The Minister of Finance, Budget and Economic Planning, Zainab Ahmed, on Thursday appeared before the Senate Committee on Finance to defend the amendments proposed to the 2022 Finance Act which was sent to the National Assembly by the President, Major General Muhammadu Buhari, (retd.).

Briefing the panel, the minister highlighted the key provisions in the Finance Act 2022 including the change of name of the Federal Inland Revenue Service to the Nigeria Revenue Service.

It also included the reorganisation of the board of the FIRS by separating the executive management from the board of directors.

She said, “The Chairman of the agency will now be referred to as Commissioner General.”

The amendments to the Finance Act were expected to be passed with the 2023 Appropriation Bill which is expected to be considered and passed next week.

This Finance Bill is the fourth one in the series that seeks to complement the budget cycle of January-December that was re-established with the 2020 Appropriation Act by the 9th National Assembly.

It also proposed the 35 percent on electronic money transfer levy receipt to be paid to local government as against an Initial 15 percent to the Federal Government and 85 per cent to the state.

It proposes a 50 per cent tax increase from 30 per cent to companies involved in gas flaring, among others

Earlier, the Chairman of the Senate panel, Senator Solomon Adeola, while welcoming the minister, explained that the bill generally sought to review and possibly amend sections of existing legislation on revenue for the nation.

He said, “The intent of these amendments is not only for generating increased revenue for the government but also providing clarity, removing ambiguities, providing succor for deserving persons and sectors as well as bringing our laws up to speed with global best practices.

“Let me restate that in our nation’s legislative development, the way forward at present is not much about enacting new laws as much as amendments of old laws to take care of new realities and reform observed shortcomings in the implementation of existing laws.

“Such new realities include the development of new technologies and their implications for revenue/income generation by individuals, corporate bodies, and government agencies. This among other realities and observed challenges are the rationale for the yearly amendments contained in the proposed Finance Bill.

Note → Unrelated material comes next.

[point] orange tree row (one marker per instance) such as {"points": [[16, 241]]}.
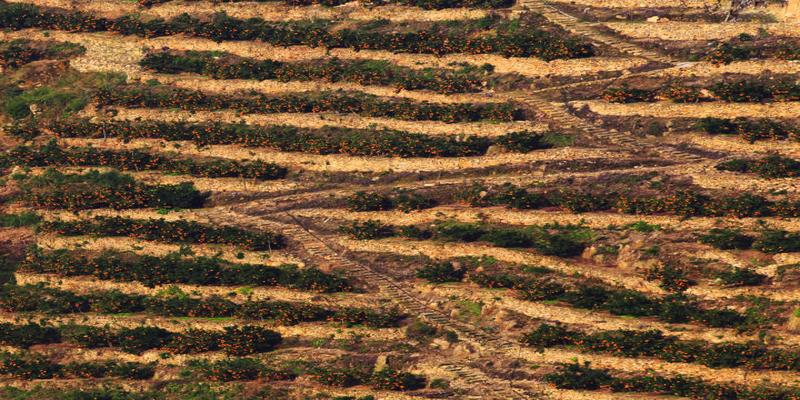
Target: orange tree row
{"points": [[653, 343], [747, 47], [531, 35], [167, 231], [548, 285], [22, 51], [233, 340], [248, 369], [772, 166], [764, 89], [172, 268], [686, 202], [94, 189], [325, 140], [146, 96], [424, 4], [559, 240], [583, 377], [750, 130], [365, 72], [38, 298], [52, 154], [36, 366]]}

“In the bill referred to the Committee, a total of 10 existing Acts are proposed for amendments namely:Capital Gains Tax Act, Companies Income Tax Act, Customs, Exercise Tarrif, etc (Consolation) Act, Federal Revenue Service Establishment Act e Personal Income Tax, Petroleum Profits Tax Act, Stamp Duties Act, Value Added Tax Act, Corrupt Practices and other Related Offences Act, Public Procurement Act.

“In all 34 Sections of the various Acts are in the bill before us for consideration and possible amendments.”

He added, “We are to understand that our economy is facing serious challenges occasioned by many factors including crude oil theft, armed insurgency, and banditry as well as spiraling inflation rate that are being tackled by the government.

“The expectation is that at the possible passage of these amendments and its faithful implementation, our country can be propelled toward appreciable economic outlook.”